The profit motive is absent in totalitarian regimes

Why Government Ownership Always Fails

By Bruce Walker Sunday, June 14, 2009

Federal ownership of industry is not uncharted territory. Europe, for much of the Twentieth Century, was a vast experiment in nationalization. It never works, but the reasons for failure are not always grasped. When the Labour Party in Britain entered into its long period of nationalization, the motives of its leaders were not bad. The unions did not desire economic stagnation and lower standards of living. Nor were they fools.

There is a weak profit motive in industries which governments own or in which government has a strong voice in management, but that is not always the paramount concern in the hearts and minds of workers and managers. During the Second World War, for obvious reasons, the war industries of America and of Britain were closely regulated by government. Motives higher than personal profit drove production. Companies and their workers placed moral objectives above the bottom line.

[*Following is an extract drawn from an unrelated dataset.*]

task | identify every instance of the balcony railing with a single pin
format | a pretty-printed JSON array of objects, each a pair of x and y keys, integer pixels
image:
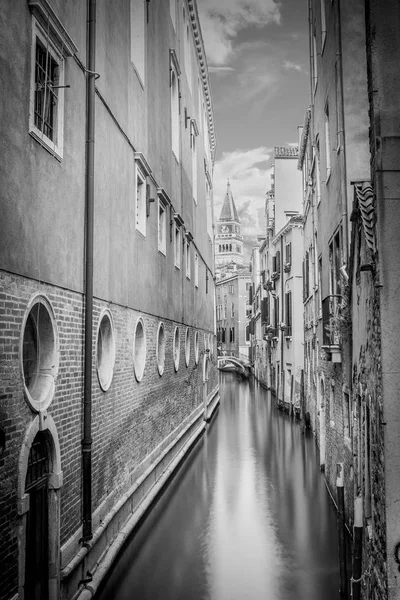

The profit motive is absent in totalitarian regimes
The profit motive is absent in totalitarian regimes. If Stalin was persuaded that the White Sea Canal was a vast boon to the Soviet economy, who was going to tell him otherwise? If Mao believed in the Great Leap Forward that backyard steel mills make sense, which terrified party crony was going to contradict him? It is salient that the intention of the leader does not matter. Stalin and Mao were moral monsters, of course, but if they had been serene saints, their plans would still have brought ruin and waste.

But sometimes this worked. During the Great Patriotic War (what the rest of us call the Second World War), Soviet workers labored under terrible conditions for long hours and turned out weapons which matched any free nation, like the T-34/85 tank or the Sturmovik warplane. Political terror helped Stalin, but the genuine willpower of the Russian people was very potent in winning this war of production.

Even in command economies, workers and managers may often wish as much for success as if they were shareholders in a privately held corporation. In fact for most employees of corporations, the bottom line is not all that important. They go to work. They do their jobs. They hope that their work is appreciated and rewarded, but such a return on their effort is often missing.

It is not the profit motive, per se, which makes a free economy so vastly superior to a planned economy. The profit motive is a strong incentive to hard work, especially in small businesses and in professions, where the profit largely is the wage. Innovation is also much more likely to arise in small businesses than in giant corporations or, even worse, in nationalized industries.

But it is a mistake to assume that this is because corporate bosses and government officials lack any grand vision (indeed, sometimes it is that very grand vision which is the problem) and it is certainly a mistake to assume that the men who run giant institutions are stupid. The problem with government and bureaucracies is because these lack what markets provide: information.

Consider Obama’s Stimulus Plan. Governments who receive funds must say how many jobs are created or preserved with the federal dollars. But surely this number is only a guess, and given the unintended consequences of vast spending, it is likely a poor guess. Yet how will the impact of the Stimulus Plan on jobs be calculated? By using the data supplied by these state and local governments. Even with the best of intentions and the most rigorous methodology, there is almost no way that anyone will truly be able to measure the effect on employment.